Timing of TRACE's development is tied to an emerging innovation in molecular data analytics. Translated molecular intermediates like MISO and GigaTime are emerging as a potentially game changing computational primitive for biomarker modeling. TRACE is built for studying this setting: when a downstream target (Y) may be better predicted indirectly through a translated representation (h(X)) derived from (X) vs. directly from it's original deployable representation (X).

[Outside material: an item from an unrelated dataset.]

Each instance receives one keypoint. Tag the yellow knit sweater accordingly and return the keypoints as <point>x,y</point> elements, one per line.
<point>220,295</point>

In this view, a biomarker pipeline is organized as

Many biomarker pipelines now follow the pattern

deployable representation X  ->  translator  ->  translated representation h(X)

Examples include:

Deployable representation (X) Translated representation (h(X))
H&E slide embeddings predicted gene expression
H&E embeddings predicted proteomics
H&E embeddings predicted immune signatures
morphology features predicted pathway activity
pathology foundation-model tokens cross-modal biological embeddings

Researchers often observe

$$ \mathrm{model}(h(X)) > \mathrm{model}(X), $$

but that single comparison is not enough.

A higher AUC from (h(X)) does not by itself tell you whether:

  • translation provides a genuine practical advantage;
  • the gain is mainly a finite-sample learnability effect;
  • direct prediction from (X) will catch up once more labels are available;
  • or the apparent gain reflects confounding, shortcut structure, or evaluation artifacts.

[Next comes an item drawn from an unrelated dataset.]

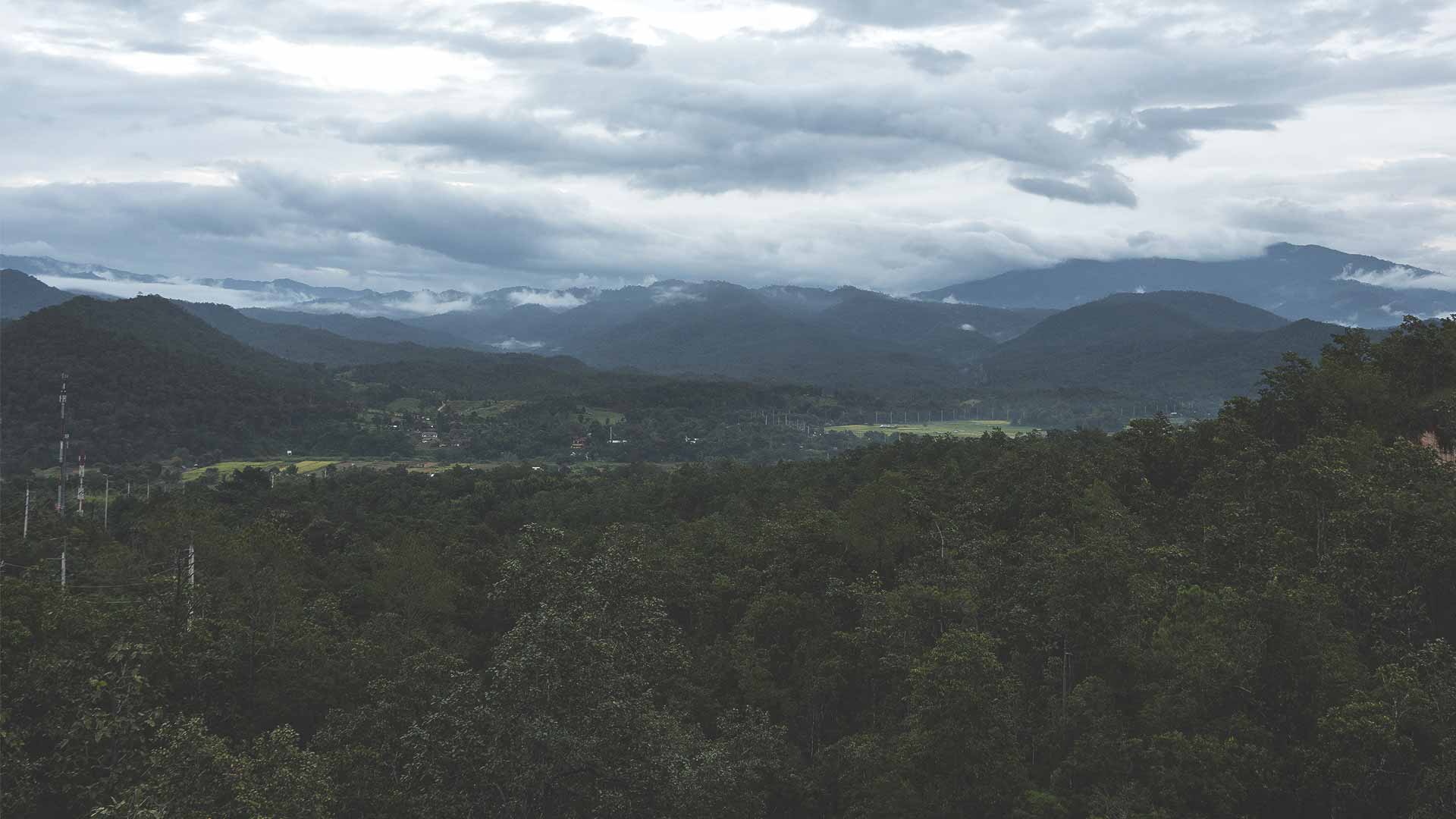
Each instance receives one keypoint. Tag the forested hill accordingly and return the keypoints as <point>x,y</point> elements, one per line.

TRACE is built to distinguish those cases.


Core idea: advantage as a function of label budget

TRACE treats predictive performance as a function of training size.

$$ A_X(n) \equiv \mathrm{AUC}_n(X), \qquad A_H(n) \equiv \mathrm{AUC}_n(h(X)), $$

where (X) is the original deployable representation, (h(X)) is the translated representation, and (n) is the number of labeled training samples.

TRACE computes the Advantage Representation Curve (ARC)

$$ \mathrm{ARC}(n) = A_H(n) - A_X(n). $$

ARC is the expected generalization performance gap, indexed by label budget, between models trained on (h(X)) and models trained on (X).

The key point is that the shape of ARC across (n) is often more informative than any single endpoint metric.


What TRACE tells you

TRACE uses four canonical ARC geometries as a compact diagnostic vocabulary:

ARC pattern Interpretation Suggested action
positive at small (n), decaying toward zero translation mainly improves sample efficiency collect more labels if feasible
positive across the studied range translated representation retains practical value improve or exploit the translated representation
near zero throughout translation adds little downstream value prefer direct learning on (X)
negative throughout, or sign-reversing unfavorably translation is lossy or distorting avoid translated representation for this task

These are empirical reference regimes, not rigid bins. Real studies may lie between them.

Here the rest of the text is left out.